EL PASO, Texas (AP) — A federal judge on Tuesday delayed for another week the perjury trial of an elderly ex-CIA agent while she considers defense claims that prosecutors deliberately delayed turning over documents that showed a witness had worked for Cuban counterintelligence.

Attorneys for 83-year-old Luis Posada Carriles have filed a motion for a mistrial, saying they didn’t know the man had worked for the Cuban government when prosecutors put him on the stand because prosecutors hadn’t yet turned over the documents. They say that wasn’t fair.

U.S. District Judge Kathleen Cardone suspended the trial for four days to review the defense motion. She then called the jury in and said she would need until Feb. 22 to rule.

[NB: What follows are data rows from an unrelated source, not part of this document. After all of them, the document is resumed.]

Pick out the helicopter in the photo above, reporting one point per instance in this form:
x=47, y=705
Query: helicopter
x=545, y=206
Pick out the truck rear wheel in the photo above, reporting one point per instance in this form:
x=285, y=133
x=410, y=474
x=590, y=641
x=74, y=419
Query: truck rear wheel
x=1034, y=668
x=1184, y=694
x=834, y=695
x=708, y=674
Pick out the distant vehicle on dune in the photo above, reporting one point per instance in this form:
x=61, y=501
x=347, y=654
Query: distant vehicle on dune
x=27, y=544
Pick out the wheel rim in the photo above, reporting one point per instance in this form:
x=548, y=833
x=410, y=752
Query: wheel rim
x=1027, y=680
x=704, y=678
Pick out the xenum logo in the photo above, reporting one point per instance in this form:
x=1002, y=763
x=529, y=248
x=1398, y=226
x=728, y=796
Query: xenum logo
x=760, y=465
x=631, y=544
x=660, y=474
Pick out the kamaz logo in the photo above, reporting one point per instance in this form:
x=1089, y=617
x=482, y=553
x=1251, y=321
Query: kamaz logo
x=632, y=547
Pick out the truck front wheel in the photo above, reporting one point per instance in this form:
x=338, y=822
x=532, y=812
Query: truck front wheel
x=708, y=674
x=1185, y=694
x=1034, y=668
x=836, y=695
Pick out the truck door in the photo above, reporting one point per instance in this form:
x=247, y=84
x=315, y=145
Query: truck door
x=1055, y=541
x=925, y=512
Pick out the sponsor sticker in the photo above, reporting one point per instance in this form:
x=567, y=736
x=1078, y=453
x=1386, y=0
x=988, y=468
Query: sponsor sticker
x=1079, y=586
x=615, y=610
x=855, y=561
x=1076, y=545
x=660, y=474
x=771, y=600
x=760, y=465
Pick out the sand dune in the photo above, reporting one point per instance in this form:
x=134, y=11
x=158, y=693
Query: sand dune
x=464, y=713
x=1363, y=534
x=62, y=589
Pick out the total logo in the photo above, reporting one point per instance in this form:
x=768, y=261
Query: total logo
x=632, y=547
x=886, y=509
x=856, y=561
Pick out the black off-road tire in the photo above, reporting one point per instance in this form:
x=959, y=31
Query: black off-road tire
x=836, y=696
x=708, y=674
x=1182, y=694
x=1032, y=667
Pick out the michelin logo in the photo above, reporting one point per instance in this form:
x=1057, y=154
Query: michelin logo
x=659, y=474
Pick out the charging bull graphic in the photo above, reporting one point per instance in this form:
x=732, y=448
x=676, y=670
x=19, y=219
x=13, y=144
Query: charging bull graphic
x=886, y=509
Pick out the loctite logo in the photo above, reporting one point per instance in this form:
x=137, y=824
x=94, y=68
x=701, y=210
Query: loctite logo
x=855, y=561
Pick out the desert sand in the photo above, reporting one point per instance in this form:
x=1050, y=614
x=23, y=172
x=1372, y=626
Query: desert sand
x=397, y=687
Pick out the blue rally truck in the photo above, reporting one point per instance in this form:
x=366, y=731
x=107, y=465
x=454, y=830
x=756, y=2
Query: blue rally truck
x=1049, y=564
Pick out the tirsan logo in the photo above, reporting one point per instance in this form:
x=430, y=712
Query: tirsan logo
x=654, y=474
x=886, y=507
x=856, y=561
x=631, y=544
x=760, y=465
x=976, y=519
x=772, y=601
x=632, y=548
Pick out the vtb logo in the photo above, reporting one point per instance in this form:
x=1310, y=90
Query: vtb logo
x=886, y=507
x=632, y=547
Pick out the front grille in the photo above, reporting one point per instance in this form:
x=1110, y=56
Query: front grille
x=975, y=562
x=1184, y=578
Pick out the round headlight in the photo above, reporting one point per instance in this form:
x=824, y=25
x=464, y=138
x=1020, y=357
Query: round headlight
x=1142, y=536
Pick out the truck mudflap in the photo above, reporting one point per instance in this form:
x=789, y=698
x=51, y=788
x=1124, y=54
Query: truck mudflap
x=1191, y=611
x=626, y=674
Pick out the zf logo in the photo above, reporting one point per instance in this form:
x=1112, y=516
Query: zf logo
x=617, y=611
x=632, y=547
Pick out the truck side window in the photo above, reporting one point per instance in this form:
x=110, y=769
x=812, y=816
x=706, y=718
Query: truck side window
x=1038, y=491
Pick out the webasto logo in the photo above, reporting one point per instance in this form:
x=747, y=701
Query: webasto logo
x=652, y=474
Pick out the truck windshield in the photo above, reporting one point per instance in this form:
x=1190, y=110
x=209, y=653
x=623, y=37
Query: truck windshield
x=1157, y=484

Prosecutors allege Mr. Posada lied while seeking U.S. citizenship during immigration hearings in El Paso, making false statements about how he sneaked into the United States in March 2005 and failing to acknowledge planning a series of 1997 bombings in Cuba that killed an Italian tourist.

Mr. Posada, who spent decades as a Washington-backed Cold Warrior, traversing Latin America to foment violence, is Public Enemy No. 1 in Cuba. He admitted responsibility for the bombings of hotels and the Cuban beach resort of Varadero during a 1998 interview with the New York Time but has since recanted.

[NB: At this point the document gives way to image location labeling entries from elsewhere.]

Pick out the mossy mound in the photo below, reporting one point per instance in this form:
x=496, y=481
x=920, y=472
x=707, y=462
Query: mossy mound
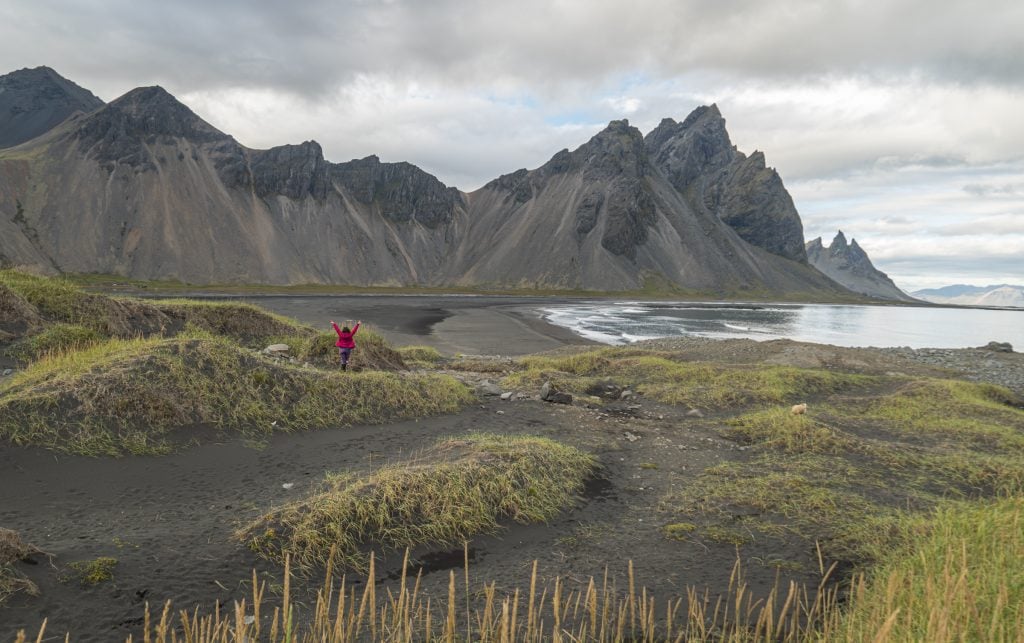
x=372, y=350
x=458, y=488
x=664, y=377
x=129, y=395
x=844, y=477
x=13, y=549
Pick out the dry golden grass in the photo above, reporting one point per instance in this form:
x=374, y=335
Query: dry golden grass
x=958, y=581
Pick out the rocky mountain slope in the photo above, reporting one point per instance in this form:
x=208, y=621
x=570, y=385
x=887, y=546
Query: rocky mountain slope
x=145, y=188
x=849, y=264
x=1003, y=295
x=33, y=101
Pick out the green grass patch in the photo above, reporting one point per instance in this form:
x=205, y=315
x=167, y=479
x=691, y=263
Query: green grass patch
x=128, y=395
x=13, y=549
x=94, y=571
x=978, y=416
x=852, y=470
x=56, y=338
x=961, y=580
x=658, y=376
x=679, y=530
x=423, y=356
x=458, y=488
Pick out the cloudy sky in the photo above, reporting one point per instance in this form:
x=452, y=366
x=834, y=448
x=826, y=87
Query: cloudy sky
x=900, y=122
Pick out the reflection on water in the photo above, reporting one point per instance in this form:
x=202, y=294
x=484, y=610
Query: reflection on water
x=623, y=323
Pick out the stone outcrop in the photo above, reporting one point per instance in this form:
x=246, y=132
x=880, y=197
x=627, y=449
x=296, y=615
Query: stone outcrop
x=848, y=264
x=701, y=163
x=145, y=188
x=34, y=101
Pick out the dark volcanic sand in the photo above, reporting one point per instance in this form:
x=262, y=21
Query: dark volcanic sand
x=169, y=520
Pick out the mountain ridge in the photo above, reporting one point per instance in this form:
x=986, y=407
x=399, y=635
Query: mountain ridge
x=160, y=194
x=35, y=100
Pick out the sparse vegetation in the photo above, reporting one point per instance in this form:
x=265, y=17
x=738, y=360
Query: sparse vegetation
x=958, y=580
x=129, y=395
x=94, y=571
x=849, y=475
x=679, y=530
x=55, y=338
x=657, y=376
x=460, y=487
x=423, y=356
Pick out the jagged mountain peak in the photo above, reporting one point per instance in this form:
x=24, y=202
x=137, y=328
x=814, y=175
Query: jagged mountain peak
x=707, y=114
x=617, y=149
x=120, y=131
x=848, y=264
x=35, y=100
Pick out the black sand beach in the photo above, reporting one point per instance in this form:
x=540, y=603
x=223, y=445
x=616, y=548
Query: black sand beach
x=169, y=520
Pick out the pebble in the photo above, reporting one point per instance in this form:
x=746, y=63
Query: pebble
x=977, y=365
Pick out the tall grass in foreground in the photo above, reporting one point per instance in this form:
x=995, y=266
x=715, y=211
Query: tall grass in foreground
x=964, y=581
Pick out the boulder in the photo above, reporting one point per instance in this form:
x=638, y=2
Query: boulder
x=551, y=394
x=998, y=347
x=486, y=387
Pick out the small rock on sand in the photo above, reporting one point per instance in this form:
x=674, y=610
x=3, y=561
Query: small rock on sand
x=998, y=347
x=486, y=387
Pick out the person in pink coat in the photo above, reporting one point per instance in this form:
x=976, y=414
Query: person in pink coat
x=345, y=342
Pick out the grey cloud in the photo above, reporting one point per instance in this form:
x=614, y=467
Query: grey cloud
x=980, y=189
x=551, y=48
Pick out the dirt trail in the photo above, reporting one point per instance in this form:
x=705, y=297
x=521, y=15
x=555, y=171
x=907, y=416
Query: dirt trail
x=169, y=520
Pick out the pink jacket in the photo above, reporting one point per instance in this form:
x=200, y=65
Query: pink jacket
x=345, y=339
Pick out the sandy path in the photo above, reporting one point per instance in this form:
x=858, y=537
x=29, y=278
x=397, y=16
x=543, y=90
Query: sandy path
x=169, y=520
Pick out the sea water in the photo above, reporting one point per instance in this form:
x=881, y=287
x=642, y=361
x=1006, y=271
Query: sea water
x=624, y=323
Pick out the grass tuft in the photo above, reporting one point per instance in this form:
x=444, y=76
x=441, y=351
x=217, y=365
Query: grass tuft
x=658, y=376
x=56, y=338
x=94, y=571
x=13, y=549
x=423, y=356
x=456, y=489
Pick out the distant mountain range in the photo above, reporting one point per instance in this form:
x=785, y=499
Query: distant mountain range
x=1003, y=295
x=143, y=187
x=849, y=264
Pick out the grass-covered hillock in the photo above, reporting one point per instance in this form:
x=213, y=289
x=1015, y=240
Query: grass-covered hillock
x=13, y=549
x=42, y=315
x=458, y=488
x=129, y=395
x=960, y=579
x=850, y=472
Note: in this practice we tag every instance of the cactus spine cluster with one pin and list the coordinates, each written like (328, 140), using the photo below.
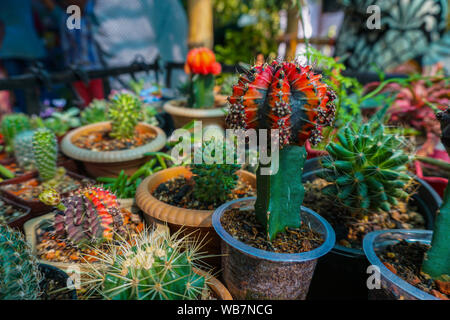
(124, 113)
(11, 125)
(155, 266)
(19, 272)
(87, 215)
(45, 153)
(437, 260)
(22, 150)
(214, 179)
(291, 99)
(367, 168)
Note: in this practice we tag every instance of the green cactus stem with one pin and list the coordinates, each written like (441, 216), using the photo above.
(201, 91)
(280, 196)
(45, 153)
(12, 125)
(437, 260)
(124, 113)
(19, 272)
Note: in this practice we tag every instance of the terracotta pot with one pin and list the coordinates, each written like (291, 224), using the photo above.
(188, 219)
(37, 207)
(110, 163)
(182, 115)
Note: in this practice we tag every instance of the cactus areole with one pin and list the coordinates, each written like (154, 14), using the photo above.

Cuba and Venezuela would like to try Mr. Posada for the 1997 bombings or the 1976 bombing of a Cuban airliner that killed 73 people, but a U.S. immigration judge previously ruled he can’t be sent to either country for fear he could be tortured.

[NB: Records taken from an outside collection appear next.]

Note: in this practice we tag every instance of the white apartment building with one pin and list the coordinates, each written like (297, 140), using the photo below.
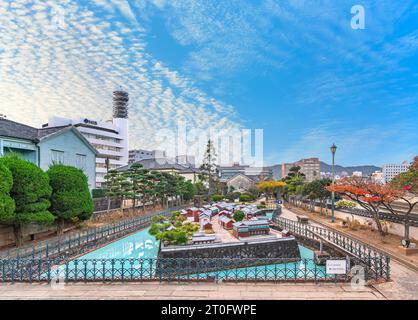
(378, 177)
(110, 138)
(136, 155)
(390, 171)
(357, 174)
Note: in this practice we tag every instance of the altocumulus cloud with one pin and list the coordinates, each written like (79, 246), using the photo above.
(65, 58)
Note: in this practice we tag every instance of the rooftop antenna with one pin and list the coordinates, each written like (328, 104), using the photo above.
(120, 104)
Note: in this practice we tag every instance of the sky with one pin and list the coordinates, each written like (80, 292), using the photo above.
(296, 69)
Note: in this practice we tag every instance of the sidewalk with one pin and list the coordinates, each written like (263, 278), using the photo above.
(390, 244)
(404, 279)
(196, 291)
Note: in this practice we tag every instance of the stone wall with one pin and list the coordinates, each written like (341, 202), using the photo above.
(220, 256)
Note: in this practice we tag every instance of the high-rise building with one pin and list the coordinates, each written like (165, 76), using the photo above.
(391, 170)
(256, 173)
(310, 167)
(136, 155)
(110, 138)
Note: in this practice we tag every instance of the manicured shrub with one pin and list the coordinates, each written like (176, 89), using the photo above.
(30, 191)
(98, 193)
(239, 215)
(217, 197)
(345, 204)
(245, 198)
(7, 205)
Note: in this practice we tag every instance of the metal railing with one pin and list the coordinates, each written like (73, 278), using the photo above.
(377, 261)
(383, 214)
(74, 244)
(192, 269)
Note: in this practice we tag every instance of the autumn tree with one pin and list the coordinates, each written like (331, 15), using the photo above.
(407, 186)
(369, 195)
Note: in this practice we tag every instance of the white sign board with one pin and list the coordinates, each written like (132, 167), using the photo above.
(336, 267)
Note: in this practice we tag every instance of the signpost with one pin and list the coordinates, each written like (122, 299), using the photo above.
(336, 266)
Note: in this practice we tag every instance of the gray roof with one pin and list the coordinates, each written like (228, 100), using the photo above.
(160, 164)
(14, 129)
(247, 223)
(224, 219)
(18, 130)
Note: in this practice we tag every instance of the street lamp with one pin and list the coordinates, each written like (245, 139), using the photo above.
(333, 151)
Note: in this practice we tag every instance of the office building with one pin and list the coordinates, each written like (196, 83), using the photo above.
(310, 167)
(47, 146)
(110, 138)
(390, 171)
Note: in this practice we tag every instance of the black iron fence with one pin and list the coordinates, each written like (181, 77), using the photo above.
(383, 214)
(375, 260)
(83, 241)
(87, 270)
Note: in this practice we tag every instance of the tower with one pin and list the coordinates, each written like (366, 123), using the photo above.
(120, 119)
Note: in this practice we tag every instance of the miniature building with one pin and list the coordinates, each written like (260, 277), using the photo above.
(199, 238)
(170, 228)
(191, 211)
(226, 222)
(225, 213)
(205, 224)
(214, 210)
(249, 228)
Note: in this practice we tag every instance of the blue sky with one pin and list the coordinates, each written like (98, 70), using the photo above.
(293, 68)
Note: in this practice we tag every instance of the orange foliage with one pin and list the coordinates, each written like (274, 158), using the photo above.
(366, 190)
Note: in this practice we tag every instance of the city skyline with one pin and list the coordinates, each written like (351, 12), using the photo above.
(297, 70)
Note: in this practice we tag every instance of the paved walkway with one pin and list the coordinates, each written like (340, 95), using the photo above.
(404, 284)
(197, 291)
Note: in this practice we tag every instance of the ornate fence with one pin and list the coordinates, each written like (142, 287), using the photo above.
(83, 241)
(376, 262)
(384, 215)
(86, 270)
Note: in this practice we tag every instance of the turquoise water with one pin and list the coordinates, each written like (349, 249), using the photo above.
(135, 256)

In the United States, Mr. Posada is not on trial for the bombings. Instead, he faces perjury, obstruction and immigration fraud charges.

Defense attorneys have taken issue with the testimony of Lt. Col. Roberto Hernandez Caballero, who described the 1997 bombings of hotels in Havana and the Cuban beach resort of Varadero for jurors last week.

Col. Hernandez Caballero has testified twice before in separate U.S. court proceedings, including a federal hijacking case in Tampa, Fla. He said then that he was a member of the Cuba’s counterintelligence agency. During Mr. Posada’s trial, Col. Hernandez Caballero said only that he was an investigator.

Mr. Posada’s defense team said it found out late about Col. Hernandez Caballero’s real job description because prosecutors delayed providing the transcript of his testimony in the Florida case.

Assistant U.S. Attorney Timothy Reardon called the request for a mistrial “an extraordinary and ridiculous motion.”

The defense motion also referred to two previously classified FBI reports it says prosecutors also were slow to turn over. The first asserted that the 1997 bombings were the work of the Cuban government so as to blame them on the United States, or that they were carried out by dissenting officers within the island’s armed forces or Interior Ministry.

The second report warned that Mr. Posada could be the target of a 2004 assassination attempt by the Cuban government. Mr. Posada was shot in the face by would-be assassins in Guatemala in 1990.

Mr. Posada participated indirectly in the United States’ failed Bay of Pigs invasion of Cuba in 1961 and later served as head of intelligence for Venezuela’s government. A Venezuelan military court dismissed charges against him in the airliner bombing, but he escaped from prison before a civilian trial against him was completed.

He was arrested in Panama in 2000 in a plot to kill Cuba’s then-president, Fidel Castro, during a summit there. He was pardoned in 2004 before turning up in the United States.

Mr. Posada has been living in Miami since his 2007 release from an immigration detention center in El Paso.